By Vicky Li ’18, Staff Writer
As they continue to battle against the raging current of homework, assessments, and lectures of the typical NA school day, all the students retreat to their favorite congregational spaces. Hangout areas vary according to the type of person, and more importantly, what grade the person is in. If you’re a freshman trying to get cozy in the senior corridor, you may want to reevaluate where you want to relax after school.
Newark Academy has been kind enough to give us two corridors: the junior corridor and the senior corridor. They could have built two more for the sophomores and the freshmen, but two will have to suffice. The junior and senior corridors live up to their namesake, providing a nice place for juniors and seniors to hang out before and after school. However happy most of the upperclassmen feel in their corridors, some don’t like the environment. An anonymous source described the junior corridor as “a black hole. I stay on the outside because the further you go in, the more anxious and existential you feel. It’s where a very specific group of people hang out.”
Some seniors don’t really care for the existence of the senior corridor. Liz Merrigan, a current senior, sees the congregational space just as “a reliable place to leave my backpack without it getting confiscated.” The underclassmen don’t seem to even bat an eyelash at it either.

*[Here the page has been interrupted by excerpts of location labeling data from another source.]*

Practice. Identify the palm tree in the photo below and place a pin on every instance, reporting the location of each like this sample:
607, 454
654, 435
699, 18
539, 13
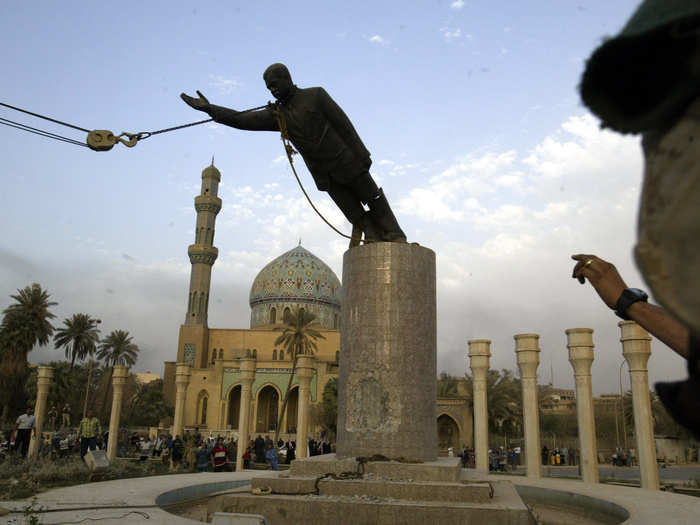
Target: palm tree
25, 323
298, 338
116, 349
79, 337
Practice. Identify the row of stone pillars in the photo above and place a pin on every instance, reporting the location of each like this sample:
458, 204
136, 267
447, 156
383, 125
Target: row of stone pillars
636, 349
247, 365
44, 377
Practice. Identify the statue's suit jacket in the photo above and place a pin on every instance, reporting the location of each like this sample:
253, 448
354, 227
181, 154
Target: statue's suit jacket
317, 127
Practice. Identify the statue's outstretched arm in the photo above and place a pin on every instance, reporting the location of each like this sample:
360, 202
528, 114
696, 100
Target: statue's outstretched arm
263, 120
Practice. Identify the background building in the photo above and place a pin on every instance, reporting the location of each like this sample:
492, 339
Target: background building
295, 279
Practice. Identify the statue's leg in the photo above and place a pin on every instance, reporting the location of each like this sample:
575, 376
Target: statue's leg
351, 206
379, 208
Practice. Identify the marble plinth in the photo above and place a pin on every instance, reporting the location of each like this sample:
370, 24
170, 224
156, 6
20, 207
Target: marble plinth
388, 357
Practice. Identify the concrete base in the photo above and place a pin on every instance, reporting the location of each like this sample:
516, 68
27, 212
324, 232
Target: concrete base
388, 357
325, 489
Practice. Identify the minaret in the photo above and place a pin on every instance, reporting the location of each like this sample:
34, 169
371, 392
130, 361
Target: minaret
203, 253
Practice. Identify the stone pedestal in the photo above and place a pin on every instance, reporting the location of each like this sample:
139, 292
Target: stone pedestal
479, 354
636, 347
45, 374
247, 369
182, 379
118, 382
580, 345
305, 371
527, 351
388, 358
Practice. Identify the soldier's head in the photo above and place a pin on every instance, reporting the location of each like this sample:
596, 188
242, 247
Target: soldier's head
278, 80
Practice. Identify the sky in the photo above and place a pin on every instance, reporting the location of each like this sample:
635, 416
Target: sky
469, 108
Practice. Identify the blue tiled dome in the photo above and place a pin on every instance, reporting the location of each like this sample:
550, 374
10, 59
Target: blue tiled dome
296, 276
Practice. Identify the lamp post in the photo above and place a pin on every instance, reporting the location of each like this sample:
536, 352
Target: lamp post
622, 407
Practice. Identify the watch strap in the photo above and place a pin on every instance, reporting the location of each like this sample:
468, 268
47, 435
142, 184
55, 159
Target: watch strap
628, 297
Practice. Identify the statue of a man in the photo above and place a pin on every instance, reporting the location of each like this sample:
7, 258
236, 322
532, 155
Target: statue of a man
332, 150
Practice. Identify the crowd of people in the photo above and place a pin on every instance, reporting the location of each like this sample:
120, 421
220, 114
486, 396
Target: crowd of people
560, 456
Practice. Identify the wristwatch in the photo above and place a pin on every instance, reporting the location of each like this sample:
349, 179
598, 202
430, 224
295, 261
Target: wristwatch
628, 298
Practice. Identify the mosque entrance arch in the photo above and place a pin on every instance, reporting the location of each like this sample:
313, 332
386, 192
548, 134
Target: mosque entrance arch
268, 401
292, 408
234, 406
448, 433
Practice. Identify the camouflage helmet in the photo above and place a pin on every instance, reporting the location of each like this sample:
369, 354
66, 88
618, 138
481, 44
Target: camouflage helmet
645, 76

As a freshman last year and a sophomore this year, I’ve always viewed the senior corridor as the place where I sign in when I’m late, and the junior corridor as the mysterious place I’ve never set foot in.

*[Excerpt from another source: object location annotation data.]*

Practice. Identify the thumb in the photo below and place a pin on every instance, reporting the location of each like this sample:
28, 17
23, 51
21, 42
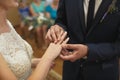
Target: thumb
69, 46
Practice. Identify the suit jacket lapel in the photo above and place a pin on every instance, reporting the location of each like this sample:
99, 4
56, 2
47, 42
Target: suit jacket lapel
82, 16
101, 11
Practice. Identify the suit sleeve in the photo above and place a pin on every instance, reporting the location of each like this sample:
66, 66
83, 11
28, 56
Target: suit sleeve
61, 15
104, 51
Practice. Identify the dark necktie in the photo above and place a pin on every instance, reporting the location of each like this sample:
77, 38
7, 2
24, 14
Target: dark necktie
90, 14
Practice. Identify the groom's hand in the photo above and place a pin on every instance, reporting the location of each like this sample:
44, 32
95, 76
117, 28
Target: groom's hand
77, 51
54, 33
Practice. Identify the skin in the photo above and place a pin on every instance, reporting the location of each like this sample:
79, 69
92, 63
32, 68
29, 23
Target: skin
42, 65
79, 50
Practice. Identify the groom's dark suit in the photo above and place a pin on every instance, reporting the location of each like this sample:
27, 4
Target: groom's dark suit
102, 39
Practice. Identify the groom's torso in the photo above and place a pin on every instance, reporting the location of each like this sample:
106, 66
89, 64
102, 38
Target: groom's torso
104, 28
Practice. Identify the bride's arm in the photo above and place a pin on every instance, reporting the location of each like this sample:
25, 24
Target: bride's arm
45, 64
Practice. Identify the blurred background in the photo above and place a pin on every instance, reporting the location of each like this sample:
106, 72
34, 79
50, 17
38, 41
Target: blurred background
31, 20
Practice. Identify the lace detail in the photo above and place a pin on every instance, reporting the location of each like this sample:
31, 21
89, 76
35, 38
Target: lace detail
17, 53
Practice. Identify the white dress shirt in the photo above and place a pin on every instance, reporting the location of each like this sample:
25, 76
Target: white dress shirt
86, 4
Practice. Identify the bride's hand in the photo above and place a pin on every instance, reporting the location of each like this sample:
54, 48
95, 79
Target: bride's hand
54, 49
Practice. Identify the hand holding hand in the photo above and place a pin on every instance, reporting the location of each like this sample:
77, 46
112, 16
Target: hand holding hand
54, 33
78, 51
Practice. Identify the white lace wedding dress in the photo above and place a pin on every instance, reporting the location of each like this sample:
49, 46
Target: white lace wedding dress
16, 52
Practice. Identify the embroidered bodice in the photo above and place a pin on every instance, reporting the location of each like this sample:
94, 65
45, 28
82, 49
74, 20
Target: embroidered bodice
16, 52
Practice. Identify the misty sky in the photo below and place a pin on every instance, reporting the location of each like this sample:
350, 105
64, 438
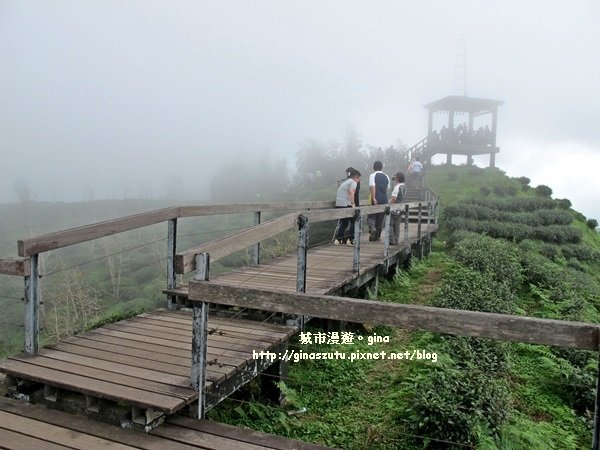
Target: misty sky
112, 98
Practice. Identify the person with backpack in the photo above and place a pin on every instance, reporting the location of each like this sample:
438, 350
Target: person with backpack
379, 183
398, 194
346, 198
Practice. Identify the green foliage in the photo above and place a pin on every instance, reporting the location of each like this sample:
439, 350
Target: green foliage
524, 181
543, 190
471, 290
451, 405
499, 260
564, 203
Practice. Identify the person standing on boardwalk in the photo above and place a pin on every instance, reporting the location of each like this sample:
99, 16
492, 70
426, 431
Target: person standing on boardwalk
379, 184
345, 198
397, 196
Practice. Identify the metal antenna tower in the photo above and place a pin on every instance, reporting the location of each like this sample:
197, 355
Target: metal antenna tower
460, 68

The freshmen don’t have a designated corridor, but they’ve laid claim over the L for as long as I can remember. After the end of third period, the L is swarmed with ninth graders, hungry for food and grumpy about the fifteen-minute middle-school rule. To add to the chaos, the L was recently closed by some “mysterious” forces; the freshmen were not amused. Some freshmen don’t like the raucous L and the limited seating on the benches. These freshmen choose to study quietly in the library, or enjoy the more spacious and more aesthetically pleasing Arts Wing as their preferred hangout space.

The juniors and seniors have their respective corridors, the freshmen have the L, but what do the sophomores have? Let me answer that question: the sophomores don’t have a hangout place. Sadly enough, the layout of the school did not designate a place for sophomores to hang out, and we are left without a home, destined to roam the hallways like bemoaning ghosts. Allen Zhu ’18 claims that he sits alone in the back left corner of the auditorium, wallowing in his misery and sticking needles into his eyes. (Most of the time, he hangs out in the library.)
The wandering sophomores fly to all corners of the Newark Academy building. When Reshma Kopparapu ’18 was asked where she found herself after school hours, she responded with: “the library, duh.” She was immediately backed by fellow sophomores Antonia Park, Abbey Zhu, and Alena Zhang. Others find themselves in the Great Hall, and the very lost sophomores just meander around, never really finding a spot that holds a special place in their hearts. Many leave school as early as possible or head down to sports, probably heartbroken about the lack of a congregational space. No one truly knows where the sophomores go. Maybe Newark Academy should build a whole building dedicated to sophomores (wink, wink). Maybe the juniors, seniors, and freshmen should cede their claims to the various hangout spaces of the school to the sophomores. Maybe after that, we’ll finally know where they go.